America’s exit from the Iran nuclear deal in May was the culmination of President Donald Trump’s long-declared antipathy towards the agreement. With all other parties to the accord standing by it, however, a different diplomatic battle is likely to unfold in 2019. This time, with the United States up against Europe.

After reimposing American sanctions on the Iranian economy, the Trump administration targeted people and entities tied to the regime. Moves are also afoot to curb Iran’s ballistic missile programme and its military presence in Syria alongside Lebanese proxy Hezbollah. At the United Nations, the US also cited the Revolutionary Guards’ supply of missiles and weapons to Houthi rebels in Yemen as a major regional threat.

Britain, France and Germany are the European powers in the Iran deal who supported the US effort at the United Nations for action against Iran over recent missile tests. But it is the split over the nuclear agreement that is dominating policy and pitting Europe against the US.

Richard Nephew, an Iran specialist at the State Department during the George W. Bush era and the deputy principal negotiator for sanctions policy under President Barack Obama, said the split over the Iran deal, an arms control agreement, now has potentially broader implications.

“The baseline metric of this disagreement is pretty significant. It is deleterious to the transatlantic relationship. Long term, strategically, this is all bad,” Mr Nephew, author of The Art of Sanctions and now senior research scholar at the Centre on Global Energy Policy at Columbia University, said.

One of the biggest problems lies in gauging if the US sanctions will have the desired effect of reining in Iran’s influence in the Middle East.

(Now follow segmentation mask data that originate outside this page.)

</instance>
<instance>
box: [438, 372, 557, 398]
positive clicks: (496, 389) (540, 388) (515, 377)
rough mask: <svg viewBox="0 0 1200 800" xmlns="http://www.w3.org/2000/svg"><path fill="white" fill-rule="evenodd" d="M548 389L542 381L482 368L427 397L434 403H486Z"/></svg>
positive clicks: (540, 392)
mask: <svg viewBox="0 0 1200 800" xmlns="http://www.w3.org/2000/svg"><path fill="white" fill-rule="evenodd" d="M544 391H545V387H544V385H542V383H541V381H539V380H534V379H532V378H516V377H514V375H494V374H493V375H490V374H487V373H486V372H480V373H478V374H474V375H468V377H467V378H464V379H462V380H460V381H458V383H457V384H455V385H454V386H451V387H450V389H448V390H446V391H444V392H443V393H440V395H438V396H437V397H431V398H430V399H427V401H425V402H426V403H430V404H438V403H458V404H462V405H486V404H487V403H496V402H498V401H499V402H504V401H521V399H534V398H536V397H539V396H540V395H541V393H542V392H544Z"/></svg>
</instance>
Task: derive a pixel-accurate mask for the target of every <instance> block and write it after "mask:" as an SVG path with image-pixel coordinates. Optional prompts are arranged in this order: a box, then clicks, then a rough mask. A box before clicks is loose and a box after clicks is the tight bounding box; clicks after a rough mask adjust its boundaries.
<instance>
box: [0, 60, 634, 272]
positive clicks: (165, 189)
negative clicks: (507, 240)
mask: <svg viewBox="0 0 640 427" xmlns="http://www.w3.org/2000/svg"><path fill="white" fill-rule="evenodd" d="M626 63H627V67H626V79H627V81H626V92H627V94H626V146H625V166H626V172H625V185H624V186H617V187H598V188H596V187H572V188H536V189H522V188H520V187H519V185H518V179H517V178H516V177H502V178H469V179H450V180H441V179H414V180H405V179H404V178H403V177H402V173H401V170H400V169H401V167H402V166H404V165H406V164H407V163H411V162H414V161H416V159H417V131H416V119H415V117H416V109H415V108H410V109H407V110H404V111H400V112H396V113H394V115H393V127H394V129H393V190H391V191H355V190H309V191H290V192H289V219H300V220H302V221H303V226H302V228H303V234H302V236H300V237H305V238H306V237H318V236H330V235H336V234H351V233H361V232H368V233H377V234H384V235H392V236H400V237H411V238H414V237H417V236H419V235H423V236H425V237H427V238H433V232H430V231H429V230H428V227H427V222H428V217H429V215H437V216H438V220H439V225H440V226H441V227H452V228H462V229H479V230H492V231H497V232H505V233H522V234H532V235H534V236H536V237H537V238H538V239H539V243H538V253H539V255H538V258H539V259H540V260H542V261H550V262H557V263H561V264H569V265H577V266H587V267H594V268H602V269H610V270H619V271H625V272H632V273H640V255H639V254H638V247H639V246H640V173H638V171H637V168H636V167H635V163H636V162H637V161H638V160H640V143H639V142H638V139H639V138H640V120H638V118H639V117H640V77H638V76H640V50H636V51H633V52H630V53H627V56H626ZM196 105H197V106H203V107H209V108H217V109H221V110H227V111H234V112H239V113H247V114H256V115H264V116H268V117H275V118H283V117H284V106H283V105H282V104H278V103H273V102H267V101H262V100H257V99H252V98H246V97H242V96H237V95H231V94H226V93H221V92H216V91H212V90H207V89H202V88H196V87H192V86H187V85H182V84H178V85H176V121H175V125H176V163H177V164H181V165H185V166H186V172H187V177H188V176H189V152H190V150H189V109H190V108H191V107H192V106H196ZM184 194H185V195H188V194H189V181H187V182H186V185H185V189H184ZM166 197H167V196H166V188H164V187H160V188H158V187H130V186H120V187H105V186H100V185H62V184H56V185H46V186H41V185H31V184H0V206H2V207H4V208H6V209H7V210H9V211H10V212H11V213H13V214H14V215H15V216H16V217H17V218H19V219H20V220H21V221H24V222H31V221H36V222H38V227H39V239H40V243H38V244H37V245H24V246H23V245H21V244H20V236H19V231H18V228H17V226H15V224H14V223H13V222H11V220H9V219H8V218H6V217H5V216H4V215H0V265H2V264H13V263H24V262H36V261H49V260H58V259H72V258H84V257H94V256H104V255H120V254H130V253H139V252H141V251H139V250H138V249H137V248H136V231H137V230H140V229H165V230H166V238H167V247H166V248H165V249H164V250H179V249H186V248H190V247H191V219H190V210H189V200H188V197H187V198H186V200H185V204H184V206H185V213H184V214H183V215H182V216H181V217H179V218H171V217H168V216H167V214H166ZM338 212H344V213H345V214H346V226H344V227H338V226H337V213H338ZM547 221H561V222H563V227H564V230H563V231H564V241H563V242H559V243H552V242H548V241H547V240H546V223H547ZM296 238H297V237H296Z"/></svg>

So far, the Trump administration is happy with the reintroduced sanctions, though their primary effect has been to weaken the Iranian currency and economy rather than changing the regime’s stance. Next year will see US sanctions policy face a bigger challenge because of the opposition of the other countries in the nuclear deal, Mr Nephew said.

“There are people in the White House who are pretty pleased with how it is going,” he said. “But sustaining that pressure and adding to it is harder. Past administrations applied pressure while having back channels to possible negotiations. The Trump administration is not doing that.”

The EU maintains that Iran should be allowed to gain economically from the nuclear deal, having agreed to limit its atomic programme in 2015 in return for a lifting of economic sanctions.

When it left the deal, the Trump administration insisted that European companies would not be allowed to do business with the US if they continued to trade with Iran. Russia and China, the other parties to the nuclear deal, have not been identified as targets in the same manner. The EU responded days later by issuing its own threat, saying European firms could be counter-sanctioned if they follow the US position.

The early weeks of 2019 will likely see the Europe-US standoff put to the test.

Europe is expected to announce the details of a clearing house – a financial instrument known as a special purpose vehicle – to allow companies doing business with Iranian firms to bypass the American sanctions.

Such a mechanism would offset Iranian exports to Europe against respective imports, effectively allowing firms to be paid in Iran or Europe without going through the international financial system.

Companies with large exposure to the American financial system – and thus possible censure – have already signalled that trade with Iran or using the special purpose vehicle is not a risk worth taking. French oil business Total, for example, stepped away from contracts it signed with Tehran after the nuclear deal.